Abstract
Abbreviations: ETS, electron-transport system; INT, 2-(4-iodophenyl)-3-(4-nitrophenyl)-5-phenyltetrazolium chloride
Cold-shock activates the stress-response regulons in E. coli and Salmonella enterica serovar Typhimurium (S. Typhimurium) controlled by the alternative sigma factors RpoE (σE) and RpoS (σS) (Loewen & Hengge-Aronis, 1994; Munro et al., 1995; Kandror et al., 2002; Miticka et al., 2003; Polissi et al., 2003). These studies suggest that σE and σS may be important for survival of S. Typhimurium at low temperature, but this has not been investigated.
Another stress relevant to food processing known to activate expression of both σE and σS dependent genes in E. coli and S. Typhimurium is hyperosmotic shock (Hengge-Aronis et al., 1993; Hengge-Aronis, 1996; Bianchi & Baneyx, 1999; Miticka et al., 2003; Balaji et al., 2005). However, again there has been little or no work on the role of σE and σS on the growth/survival of S. enterica in hyperosmotic environments.
The ability to survive in simple solutions with low or no nutritive value, such as water or saline, is also likely to be important for survival of Salmonella in the environment between hosts and during food processing. Starvation for certain nutrients renders S. Typhimurium more resilient than nutrient-replete cells to a variety of stresses (the starvation stress response) and this is also mediated by both σE and σS (Spector & Cubitt, 1992; Kenyon et al., 2002). Both sigma factors also participate in the pathogenesis of S. Typhimurium infection (Fang et al., 1992; Nickerson & Curtiss, 1997; Humphreys et al., 1999; Testerman et al., 2002; Rowley et al., 2006).

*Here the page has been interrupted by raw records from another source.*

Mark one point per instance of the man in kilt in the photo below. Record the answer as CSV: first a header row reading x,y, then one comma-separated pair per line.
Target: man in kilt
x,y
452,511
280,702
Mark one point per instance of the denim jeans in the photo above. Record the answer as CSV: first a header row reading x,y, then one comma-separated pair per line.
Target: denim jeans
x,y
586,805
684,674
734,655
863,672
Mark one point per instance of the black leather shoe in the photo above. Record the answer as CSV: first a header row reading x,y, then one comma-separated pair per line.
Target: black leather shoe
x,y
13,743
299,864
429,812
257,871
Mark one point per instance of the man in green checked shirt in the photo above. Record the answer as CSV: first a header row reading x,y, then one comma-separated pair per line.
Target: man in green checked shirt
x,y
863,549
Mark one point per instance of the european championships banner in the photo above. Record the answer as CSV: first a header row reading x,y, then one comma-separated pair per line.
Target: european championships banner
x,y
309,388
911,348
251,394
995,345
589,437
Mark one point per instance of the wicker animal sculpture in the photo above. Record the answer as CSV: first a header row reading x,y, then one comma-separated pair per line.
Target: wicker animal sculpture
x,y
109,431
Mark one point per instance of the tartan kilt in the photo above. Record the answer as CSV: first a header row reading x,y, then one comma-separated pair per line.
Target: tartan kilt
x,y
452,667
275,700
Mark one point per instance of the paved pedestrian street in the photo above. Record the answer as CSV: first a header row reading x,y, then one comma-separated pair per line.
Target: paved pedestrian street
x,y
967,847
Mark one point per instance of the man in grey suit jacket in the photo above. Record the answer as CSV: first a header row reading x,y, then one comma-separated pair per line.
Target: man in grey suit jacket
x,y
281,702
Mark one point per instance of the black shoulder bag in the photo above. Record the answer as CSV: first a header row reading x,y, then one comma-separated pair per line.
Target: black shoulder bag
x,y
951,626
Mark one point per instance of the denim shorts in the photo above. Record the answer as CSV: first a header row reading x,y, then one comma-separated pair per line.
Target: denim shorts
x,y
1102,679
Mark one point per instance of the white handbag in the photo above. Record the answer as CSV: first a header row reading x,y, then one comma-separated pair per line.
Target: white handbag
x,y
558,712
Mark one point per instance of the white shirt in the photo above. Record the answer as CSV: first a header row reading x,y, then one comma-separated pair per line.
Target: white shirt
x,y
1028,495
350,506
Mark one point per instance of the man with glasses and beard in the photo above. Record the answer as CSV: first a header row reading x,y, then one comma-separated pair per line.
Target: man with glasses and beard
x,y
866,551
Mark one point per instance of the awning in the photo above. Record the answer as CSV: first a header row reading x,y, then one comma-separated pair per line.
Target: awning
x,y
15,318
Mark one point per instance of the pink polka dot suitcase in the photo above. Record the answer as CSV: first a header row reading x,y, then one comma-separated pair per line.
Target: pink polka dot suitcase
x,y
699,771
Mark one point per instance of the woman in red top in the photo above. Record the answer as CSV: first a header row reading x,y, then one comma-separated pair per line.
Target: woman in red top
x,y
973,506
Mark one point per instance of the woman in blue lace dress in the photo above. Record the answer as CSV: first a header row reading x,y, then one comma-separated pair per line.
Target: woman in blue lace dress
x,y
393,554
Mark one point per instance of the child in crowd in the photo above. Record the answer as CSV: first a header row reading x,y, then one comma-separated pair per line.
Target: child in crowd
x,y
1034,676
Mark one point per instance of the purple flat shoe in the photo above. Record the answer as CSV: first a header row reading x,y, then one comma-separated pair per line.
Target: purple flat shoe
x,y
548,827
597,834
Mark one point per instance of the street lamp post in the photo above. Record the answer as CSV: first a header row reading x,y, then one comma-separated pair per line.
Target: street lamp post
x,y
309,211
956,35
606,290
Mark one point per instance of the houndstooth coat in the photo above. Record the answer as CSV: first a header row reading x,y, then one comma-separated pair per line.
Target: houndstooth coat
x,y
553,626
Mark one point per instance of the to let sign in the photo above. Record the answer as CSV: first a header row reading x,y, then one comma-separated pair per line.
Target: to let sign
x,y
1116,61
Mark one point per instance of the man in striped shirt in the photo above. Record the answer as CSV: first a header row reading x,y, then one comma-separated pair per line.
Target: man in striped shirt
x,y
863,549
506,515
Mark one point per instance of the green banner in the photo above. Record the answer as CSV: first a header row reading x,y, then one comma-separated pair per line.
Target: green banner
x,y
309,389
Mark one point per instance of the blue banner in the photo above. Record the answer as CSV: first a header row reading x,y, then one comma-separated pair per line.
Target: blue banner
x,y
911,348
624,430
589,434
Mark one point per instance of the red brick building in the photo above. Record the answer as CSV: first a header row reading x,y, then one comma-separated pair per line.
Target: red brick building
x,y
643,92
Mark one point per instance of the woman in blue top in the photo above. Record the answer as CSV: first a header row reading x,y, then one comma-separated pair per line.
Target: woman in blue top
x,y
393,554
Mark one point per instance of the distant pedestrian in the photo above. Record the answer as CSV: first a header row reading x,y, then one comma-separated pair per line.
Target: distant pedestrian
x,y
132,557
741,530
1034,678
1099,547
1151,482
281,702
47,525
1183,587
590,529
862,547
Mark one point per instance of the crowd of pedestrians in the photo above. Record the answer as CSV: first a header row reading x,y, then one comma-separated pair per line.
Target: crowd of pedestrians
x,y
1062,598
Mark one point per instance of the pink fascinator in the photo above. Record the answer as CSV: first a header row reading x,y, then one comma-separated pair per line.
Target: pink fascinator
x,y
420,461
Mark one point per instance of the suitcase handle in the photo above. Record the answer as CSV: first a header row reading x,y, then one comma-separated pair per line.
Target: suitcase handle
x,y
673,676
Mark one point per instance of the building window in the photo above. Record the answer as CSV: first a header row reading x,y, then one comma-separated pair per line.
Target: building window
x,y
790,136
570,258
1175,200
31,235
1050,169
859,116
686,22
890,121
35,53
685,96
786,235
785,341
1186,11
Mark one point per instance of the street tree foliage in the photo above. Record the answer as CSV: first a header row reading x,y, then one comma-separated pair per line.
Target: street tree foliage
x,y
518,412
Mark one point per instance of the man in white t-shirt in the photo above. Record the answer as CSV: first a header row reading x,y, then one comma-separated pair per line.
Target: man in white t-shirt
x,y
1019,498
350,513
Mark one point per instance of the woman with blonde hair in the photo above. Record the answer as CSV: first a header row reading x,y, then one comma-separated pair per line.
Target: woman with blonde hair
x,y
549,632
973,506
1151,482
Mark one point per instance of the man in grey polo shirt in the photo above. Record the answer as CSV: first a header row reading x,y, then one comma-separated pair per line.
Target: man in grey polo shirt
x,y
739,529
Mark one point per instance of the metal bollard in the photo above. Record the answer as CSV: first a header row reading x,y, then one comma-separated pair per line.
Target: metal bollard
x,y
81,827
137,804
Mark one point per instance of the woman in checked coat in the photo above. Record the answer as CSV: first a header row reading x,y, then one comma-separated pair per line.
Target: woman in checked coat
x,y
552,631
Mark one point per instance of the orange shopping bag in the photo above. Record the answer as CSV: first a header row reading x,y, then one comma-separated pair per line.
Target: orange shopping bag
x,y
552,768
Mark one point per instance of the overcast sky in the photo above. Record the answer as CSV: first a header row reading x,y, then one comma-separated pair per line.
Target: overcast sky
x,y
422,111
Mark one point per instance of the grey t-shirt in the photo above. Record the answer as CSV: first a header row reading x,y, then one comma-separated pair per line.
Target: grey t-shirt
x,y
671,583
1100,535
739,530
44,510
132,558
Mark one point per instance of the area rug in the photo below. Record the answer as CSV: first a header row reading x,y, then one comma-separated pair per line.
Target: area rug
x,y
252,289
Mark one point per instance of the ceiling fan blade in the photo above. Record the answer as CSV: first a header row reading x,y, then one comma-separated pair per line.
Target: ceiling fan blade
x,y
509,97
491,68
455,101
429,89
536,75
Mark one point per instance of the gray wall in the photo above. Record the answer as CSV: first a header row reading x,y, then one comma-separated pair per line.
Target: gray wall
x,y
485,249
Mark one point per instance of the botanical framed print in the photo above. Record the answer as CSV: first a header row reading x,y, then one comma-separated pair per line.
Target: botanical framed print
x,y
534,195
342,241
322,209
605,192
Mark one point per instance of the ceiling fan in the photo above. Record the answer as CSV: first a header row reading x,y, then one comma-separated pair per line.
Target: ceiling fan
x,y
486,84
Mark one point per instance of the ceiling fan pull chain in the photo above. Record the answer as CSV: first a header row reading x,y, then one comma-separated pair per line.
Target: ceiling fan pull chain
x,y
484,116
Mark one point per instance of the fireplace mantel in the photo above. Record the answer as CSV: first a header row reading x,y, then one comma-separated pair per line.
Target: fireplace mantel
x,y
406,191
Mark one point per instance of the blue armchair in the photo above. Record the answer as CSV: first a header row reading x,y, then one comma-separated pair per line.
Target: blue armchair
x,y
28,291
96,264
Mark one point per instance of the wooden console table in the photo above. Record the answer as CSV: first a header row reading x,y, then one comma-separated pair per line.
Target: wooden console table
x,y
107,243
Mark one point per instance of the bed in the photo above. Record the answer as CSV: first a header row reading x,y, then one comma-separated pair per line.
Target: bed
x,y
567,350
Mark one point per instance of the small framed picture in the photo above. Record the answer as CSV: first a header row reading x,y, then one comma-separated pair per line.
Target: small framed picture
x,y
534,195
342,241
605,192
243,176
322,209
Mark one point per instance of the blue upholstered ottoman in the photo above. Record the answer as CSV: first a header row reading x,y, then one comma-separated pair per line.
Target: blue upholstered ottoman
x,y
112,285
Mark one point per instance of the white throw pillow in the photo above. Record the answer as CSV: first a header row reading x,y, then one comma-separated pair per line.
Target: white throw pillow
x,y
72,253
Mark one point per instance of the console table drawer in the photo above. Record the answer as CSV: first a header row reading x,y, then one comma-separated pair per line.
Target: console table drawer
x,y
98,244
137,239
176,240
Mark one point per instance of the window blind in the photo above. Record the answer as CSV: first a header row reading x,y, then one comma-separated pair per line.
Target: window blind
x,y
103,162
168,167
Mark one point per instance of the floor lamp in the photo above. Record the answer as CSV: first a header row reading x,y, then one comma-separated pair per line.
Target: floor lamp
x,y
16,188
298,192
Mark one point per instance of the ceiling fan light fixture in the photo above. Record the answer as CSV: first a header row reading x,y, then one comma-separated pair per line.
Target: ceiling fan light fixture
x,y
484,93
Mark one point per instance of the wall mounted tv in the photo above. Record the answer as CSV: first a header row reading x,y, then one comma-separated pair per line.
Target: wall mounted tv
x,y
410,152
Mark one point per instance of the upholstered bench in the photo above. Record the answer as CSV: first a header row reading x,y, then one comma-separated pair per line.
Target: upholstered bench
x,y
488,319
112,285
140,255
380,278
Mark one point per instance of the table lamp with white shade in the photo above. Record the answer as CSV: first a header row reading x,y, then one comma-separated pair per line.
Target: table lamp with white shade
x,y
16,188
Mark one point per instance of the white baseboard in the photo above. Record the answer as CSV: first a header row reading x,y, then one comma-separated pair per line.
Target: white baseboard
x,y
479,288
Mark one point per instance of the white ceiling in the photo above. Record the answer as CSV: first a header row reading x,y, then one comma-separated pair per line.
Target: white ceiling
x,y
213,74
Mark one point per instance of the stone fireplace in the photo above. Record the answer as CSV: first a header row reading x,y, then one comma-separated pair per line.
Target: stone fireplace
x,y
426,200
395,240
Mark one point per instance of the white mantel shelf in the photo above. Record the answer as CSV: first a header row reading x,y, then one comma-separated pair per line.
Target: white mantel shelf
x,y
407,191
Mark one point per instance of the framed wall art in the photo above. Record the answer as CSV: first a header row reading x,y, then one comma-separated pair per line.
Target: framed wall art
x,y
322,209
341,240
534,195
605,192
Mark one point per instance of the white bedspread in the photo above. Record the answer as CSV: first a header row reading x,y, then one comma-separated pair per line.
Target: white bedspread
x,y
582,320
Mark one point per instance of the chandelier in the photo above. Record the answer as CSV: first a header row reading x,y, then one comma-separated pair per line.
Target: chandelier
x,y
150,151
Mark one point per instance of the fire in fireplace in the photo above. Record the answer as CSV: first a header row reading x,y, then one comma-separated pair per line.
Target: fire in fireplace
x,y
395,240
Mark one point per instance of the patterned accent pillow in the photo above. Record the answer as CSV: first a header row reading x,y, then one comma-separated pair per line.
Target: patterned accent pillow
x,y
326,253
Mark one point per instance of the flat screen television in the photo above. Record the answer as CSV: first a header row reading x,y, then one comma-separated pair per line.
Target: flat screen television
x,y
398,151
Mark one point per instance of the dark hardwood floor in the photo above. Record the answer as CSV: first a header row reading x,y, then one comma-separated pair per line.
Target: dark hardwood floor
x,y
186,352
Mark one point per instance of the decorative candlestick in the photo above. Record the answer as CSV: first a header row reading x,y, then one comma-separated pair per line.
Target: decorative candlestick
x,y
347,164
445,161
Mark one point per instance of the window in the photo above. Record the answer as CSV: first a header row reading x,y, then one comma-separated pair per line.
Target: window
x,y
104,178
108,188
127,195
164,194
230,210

Under conditions of starvation it is very important for bacterial cells to be able to regulate metabolic activity. σE has been reported by Becker et al. (2005) to be involved in maintenance of a proton-motive force (PMF). These authors reported depolarization of the membrane potential (demonstrated by fluorescence ratio imaging) in a S. Typhimurium rpoE mutant. Respiring cells are known to reduce a number of tetrazolium dyes and this has been employed to measure cellular viability (Roslev & King, 1993) and electron-transport system (ETS) activity (Blenkinsopp & Lock, 1990) in bacterial communities.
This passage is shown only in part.